Deshalb laufen Projekte in Organisationen häufig länger weiter als sinnvoll wäre.
4. Unser Gedächtnis ist nicht objektiv
Viele Menschen gehen davon aus, dass Erinnerungen eine relativ zuverlässige Abbildung der Realität sind.
Tatsächlich funktioniert unser Gedächtnis jedoch anders.
Es speichert Ereignisse nicht wie eine Kamera, sondern rekonstruiert sie immer wieder neu.
Dabei entstehen Verzerrungen.
Ein klassisches Beispiel ist der Hindsight Bias.
Nach einem Ereignis haben Menschen häufig das Gefühl, dass sie den Ausgang bereits vorher gewusst hätten.
Diese Verzerrung beeinflusst, wie wir vergangene Entscheidungen bewerten und welche Lehren wir daraus ziehen.
Warum dieses Wissen für Führungskräfte relevant ist
Viele Managementmodelle gehen implizit davon aus, dass Entscheidungen rational getroffen werden.
Die Wirtschaftspsychologie zeigt jedoch, dass psychologische Mechanismen eine zentrale Rolle spielen.
Entscheidungen entstehen nicht nur durch Analysen und Kennzahlen, sondern auch durch Wahrnehmung, Emotionen und mentale Abkürzungen.
Wer diese Mechanismen versteht, kann
- bessere Entscheidungsprozesse gestalten
- Diskussionen in Teams bewusster moderieren
- und typische Denkfehler in Organisationen erkennen
Das Ziel ist nicht, alle Biases zu eliminieren.
Das wäre unmöglich.
Aber wir können lernen, uns ihrer bewusst zu werden.

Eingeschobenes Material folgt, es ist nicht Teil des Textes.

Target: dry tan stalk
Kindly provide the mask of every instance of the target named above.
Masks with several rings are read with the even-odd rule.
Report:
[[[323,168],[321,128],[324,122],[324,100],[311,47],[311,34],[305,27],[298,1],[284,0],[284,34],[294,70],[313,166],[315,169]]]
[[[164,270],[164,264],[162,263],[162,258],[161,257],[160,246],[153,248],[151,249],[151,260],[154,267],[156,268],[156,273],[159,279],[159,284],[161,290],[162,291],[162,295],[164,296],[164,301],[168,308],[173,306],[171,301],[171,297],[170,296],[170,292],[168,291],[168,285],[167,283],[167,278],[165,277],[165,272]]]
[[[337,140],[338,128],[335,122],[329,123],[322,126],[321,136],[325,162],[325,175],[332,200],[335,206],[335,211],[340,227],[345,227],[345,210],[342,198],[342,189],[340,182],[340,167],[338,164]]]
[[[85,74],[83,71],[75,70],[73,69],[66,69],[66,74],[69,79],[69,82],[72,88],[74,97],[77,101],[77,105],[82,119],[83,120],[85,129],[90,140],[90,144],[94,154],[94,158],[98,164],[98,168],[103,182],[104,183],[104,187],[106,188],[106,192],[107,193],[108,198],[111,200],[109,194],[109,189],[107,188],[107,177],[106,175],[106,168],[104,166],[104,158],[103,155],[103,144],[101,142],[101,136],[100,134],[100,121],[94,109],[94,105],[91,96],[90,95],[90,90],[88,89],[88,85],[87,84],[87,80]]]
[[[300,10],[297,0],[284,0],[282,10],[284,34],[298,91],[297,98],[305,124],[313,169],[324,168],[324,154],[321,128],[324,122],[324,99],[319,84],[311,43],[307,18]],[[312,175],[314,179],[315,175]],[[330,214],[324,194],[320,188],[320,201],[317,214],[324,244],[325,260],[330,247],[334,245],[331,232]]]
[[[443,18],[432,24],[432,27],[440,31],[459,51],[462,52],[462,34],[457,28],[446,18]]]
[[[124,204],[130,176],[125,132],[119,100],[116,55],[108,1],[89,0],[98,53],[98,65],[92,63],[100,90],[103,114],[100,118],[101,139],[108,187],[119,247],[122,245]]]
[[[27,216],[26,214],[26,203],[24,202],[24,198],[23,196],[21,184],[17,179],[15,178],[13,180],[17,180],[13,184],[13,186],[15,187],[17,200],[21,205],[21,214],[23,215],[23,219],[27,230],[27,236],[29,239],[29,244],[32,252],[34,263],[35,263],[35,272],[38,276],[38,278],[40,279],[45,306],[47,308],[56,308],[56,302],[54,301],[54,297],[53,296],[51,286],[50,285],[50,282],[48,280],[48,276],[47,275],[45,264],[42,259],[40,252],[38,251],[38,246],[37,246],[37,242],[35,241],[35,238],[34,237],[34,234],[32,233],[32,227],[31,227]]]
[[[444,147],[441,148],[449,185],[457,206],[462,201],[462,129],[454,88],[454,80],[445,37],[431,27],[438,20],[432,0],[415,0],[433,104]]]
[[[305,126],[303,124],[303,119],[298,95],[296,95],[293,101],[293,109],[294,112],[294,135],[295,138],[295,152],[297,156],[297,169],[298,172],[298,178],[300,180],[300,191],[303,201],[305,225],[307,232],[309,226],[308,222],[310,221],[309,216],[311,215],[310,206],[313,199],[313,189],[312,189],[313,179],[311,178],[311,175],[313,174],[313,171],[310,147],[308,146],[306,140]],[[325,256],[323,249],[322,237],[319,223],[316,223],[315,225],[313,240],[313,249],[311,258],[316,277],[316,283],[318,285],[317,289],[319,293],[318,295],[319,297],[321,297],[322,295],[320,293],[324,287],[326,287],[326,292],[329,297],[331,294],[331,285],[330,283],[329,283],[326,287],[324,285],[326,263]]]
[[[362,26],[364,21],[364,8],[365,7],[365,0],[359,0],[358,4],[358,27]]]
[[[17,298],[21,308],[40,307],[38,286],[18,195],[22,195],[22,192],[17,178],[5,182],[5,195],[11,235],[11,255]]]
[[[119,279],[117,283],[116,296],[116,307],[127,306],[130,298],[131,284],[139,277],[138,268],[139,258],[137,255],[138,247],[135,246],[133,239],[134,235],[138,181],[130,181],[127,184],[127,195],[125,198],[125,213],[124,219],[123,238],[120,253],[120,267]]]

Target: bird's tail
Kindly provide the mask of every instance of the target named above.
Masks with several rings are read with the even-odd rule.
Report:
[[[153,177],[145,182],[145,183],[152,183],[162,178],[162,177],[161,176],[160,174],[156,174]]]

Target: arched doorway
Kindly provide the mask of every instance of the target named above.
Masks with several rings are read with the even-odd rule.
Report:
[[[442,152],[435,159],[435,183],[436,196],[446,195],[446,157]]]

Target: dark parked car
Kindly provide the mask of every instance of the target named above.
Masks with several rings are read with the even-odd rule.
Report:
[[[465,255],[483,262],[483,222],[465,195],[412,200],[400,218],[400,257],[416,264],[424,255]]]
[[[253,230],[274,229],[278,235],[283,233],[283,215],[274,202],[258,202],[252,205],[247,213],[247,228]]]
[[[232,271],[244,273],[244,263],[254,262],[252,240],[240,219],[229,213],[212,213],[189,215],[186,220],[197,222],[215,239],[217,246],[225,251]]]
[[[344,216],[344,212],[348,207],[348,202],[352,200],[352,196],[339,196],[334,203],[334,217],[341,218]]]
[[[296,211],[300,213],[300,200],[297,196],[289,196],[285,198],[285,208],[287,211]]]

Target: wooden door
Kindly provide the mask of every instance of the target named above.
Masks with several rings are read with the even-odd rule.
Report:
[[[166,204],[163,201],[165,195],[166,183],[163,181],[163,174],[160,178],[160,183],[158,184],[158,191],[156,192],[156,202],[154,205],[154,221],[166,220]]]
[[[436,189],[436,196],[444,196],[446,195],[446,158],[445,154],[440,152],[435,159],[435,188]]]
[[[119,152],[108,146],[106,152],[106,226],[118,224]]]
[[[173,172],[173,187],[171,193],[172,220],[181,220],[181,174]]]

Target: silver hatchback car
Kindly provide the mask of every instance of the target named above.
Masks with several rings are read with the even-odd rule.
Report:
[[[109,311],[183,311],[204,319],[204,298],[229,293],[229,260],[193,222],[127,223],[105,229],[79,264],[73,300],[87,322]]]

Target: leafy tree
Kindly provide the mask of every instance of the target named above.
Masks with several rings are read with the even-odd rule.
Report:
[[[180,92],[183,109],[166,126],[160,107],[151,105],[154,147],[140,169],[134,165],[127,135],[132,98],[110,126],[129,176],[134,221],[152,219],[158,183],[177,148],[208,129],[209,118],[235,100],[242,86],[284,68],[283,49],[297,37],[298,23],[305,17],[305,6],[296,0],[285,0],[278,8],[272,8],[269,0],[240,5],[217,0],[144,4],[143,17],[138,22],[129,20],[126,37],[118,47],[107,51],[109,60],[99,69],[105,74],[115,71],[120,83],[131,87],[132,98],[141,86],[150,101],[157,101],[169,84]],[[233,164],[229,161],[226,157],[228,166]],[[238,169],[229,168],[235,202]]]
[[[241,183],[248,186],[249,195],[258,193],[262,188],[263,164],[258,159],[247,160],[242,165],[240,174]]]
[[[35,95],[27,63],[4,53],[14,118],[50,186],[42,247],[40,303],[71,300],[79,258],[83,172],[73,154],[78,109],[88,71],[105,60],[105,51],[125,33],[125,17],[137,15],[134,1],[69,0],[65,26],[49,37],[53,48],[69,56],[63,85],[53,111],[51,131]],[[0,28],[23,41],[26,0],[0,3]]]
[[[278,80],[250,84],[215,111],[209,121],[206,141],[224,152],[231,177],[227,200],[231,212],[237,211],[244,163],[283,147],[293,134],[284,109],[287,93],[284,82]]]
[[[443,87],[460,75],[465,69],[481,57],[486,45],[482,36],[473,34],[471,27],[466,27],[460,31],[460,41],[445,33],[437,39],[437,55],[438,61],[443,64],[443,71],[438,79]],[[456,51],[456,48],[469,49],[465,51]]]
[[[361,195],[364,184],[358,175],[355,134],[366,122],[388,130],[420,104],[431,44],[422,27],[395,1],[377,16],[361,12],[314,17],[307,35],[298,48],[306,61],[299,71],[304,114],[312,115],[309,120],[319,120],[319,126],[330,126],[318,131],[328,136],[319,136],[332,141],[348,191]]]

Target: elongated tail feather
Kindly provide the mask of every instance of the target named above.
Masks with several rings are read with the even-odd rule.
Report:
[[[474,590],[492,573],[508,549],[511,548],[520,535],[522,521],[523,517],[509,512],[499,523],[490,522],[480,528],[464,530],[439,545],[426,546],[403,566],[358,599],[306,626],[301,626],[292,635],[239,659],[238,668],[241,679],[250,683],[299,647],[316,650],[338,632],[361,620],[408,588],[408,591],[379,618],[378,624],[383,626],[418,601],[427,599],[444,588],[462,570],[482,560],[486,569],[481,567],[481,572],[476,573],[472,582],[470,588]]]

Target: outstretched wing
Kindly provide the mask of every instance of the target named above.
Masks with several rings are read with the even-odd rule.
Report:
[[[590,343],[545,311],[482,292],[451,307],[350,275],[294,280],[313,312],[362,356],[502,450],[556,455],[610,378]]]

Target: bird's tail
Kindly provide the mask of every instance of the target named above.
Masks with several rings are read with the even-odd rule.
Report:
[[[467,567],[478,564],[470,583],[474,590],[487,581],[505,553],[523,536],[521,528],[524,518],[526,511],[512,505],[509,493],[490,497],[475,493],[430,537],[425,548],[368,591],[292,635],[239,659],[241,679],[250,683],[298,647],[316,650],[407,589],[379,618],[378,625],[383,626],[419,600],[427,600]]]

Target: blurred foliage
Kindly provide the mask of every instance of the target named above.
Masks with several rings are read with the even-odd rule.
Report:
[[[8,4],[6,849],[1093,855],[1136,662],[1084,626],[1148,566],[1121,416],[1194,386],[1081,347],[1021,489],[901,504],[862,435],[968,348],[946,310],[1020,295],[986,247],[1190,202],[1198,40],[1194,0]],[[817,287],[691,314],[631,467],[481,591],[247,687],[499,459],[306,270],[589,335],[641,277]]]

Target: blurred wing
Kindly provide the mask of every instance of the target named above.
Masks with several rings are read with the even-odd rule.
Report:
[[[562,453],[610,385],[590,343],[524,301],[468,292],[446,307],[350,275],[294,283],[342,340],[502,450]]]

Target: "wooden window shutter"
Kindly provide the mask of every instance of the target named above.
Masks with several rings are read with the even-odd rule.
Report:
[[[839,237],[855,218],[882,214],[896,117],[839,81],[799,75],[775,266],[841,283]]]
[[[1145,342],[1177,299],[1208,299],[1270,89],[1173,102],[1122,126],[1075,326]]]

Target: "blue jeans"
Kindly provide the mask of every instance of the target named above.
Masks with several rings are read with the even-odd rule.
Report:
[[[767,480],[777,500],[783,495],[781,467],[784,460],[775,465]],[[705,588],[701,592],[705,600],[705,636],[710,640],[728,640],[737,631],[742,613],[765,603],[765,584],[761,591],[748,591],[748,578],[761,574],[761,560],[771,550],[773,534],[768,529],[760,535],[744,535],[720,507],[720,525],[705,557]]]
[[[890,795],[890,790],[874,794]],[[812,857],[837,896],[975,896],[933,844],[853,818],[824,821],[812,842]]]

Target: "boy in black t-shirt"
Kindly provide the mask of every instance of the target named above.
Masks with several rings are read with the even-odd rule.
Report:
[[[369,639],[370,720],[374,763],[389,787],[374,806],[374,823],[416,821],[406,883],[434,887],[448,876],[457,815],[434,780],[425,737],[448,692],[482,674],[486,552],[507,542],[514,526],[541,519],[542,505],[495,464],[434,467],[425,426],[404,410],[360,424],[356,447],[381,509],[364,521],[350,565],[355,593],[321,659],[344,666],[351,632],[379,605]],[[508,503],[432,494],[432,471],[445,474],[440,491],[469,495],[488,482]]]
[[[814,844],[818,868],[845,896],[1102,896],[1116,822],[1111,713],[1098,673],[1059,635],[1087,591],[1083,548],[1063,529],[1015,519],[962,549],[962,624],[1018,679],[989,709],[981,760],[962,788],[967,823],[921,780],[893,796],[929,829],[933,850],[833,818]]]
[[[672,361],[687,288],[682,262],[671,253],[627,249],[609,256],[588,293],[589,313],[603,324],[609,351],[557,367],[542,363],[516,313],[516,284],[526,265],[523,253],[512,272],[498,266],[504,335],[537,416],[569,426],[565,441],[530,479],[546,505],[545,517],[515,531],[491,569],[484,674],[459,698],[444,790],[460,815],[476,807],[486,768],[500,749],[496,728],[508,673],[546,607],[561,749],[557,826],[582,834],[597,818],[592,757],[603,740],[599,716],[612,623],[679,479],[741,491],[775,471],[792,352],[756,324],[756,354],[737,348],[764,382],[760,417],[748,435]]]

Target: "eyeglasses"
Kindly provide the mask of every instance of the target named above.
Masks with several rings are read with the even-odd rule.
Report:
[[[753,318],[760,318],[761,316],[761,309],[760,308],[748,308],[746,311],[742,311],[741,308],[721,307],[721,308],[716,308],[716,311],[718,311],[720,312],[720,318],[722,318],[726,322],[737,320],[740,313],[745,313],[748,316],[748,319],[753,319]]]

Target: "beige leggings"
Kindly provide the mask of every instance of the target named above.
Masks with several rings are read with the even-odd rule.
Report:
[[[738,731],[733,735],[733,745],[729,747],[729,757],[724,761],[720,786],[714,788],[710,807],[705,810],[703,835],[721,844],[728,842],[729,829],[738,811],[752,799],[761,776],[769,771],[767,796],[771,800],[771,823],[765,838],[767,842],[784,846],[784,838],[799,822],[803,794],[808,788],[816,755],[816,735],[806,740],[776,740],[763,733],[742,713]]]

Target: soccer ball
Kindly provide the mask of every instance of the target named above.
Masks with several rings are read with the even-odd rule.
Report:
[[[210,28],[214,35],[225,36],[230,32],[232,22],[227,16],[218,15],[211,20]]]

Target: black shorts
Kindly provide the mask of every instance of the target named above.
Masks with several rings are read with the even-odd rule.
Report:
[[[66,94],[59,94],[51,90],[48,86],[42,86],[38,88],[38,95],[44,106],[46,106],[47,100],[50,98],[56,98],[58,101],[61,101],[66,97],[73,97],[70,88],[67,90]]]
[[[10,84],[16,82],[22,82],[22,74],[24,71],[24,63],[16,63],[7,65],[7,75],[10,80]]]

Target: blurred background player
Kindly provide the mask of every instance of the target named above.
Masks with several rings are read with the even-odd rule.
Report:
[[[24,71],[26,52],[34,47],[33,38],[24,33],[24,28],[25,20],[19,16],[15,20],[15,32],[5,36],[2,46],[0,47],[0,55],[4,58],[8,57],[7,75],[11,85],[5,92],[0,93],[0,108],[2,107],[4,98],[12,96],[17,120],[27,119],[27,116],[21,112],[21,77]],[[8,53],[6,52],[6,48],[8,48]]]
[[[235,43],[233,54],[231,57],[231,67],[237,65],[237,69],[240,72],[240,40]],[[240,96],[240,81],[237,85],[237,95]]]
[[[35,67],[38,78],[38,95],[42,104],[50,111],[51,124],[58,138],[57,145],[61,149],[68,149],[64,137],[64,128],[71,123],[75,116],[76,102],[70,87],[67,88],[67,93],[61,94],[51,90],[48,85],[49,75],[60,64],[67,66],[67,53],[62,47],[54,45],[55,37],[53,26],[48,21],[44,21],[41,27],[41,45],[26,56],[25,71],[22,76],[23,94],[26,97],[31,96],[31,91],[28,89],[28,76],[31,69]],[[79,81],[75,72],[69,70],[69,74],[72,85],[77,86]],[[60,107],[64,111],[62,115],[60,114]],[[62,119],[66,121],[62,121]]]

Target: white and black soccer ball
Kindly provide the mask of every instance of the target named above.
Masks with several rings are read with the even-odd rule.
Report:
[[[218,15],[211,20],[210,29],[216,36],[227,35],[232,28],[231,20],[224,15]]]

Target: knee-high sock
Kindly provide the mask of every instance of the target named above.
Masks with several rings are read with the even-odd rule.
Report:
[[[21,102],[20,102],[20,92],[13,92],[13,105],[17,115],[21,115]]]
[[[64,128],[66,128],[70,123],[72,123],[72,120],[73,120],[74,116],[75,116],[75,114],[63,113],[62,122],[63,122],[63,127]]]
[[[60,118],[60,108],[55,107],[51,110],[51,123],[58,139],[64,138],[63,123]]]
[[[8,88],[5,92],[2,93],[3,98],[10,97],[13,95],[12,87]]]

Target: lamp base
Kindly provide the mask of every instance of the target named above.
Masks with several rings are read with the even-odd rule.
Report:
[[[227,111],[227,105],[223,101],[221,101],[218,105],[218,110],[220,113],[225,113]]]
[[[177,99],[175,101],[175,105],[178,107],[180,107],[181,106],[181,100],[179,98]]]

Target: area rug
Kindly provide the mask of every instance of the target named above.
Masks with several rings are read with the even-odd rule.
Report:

Allein dieses Bewusstsein verändert bereits, wie wir über Entscheidungen nachdenken.
Fazit
Der Cognitive Bias Codex zeigt eindrücklich, wie komplex menschliches Denken ist.
Viele Fehlentscheidungen entstehen nicht, weil Menschen inkompetent sind.
Sie entstehen, weil unser Gehirn versucht, mit begrenzter Zeit, begrenzter Energie und begrenzter Information zurechtzukommen.
Organisationen treffen keine Entscheidungen.
Menschen tun es.
Und wer verstehen will, wie Entscheidungen wirklich entstehen, kommt an der Psychologie des Denkens nicht vorbei.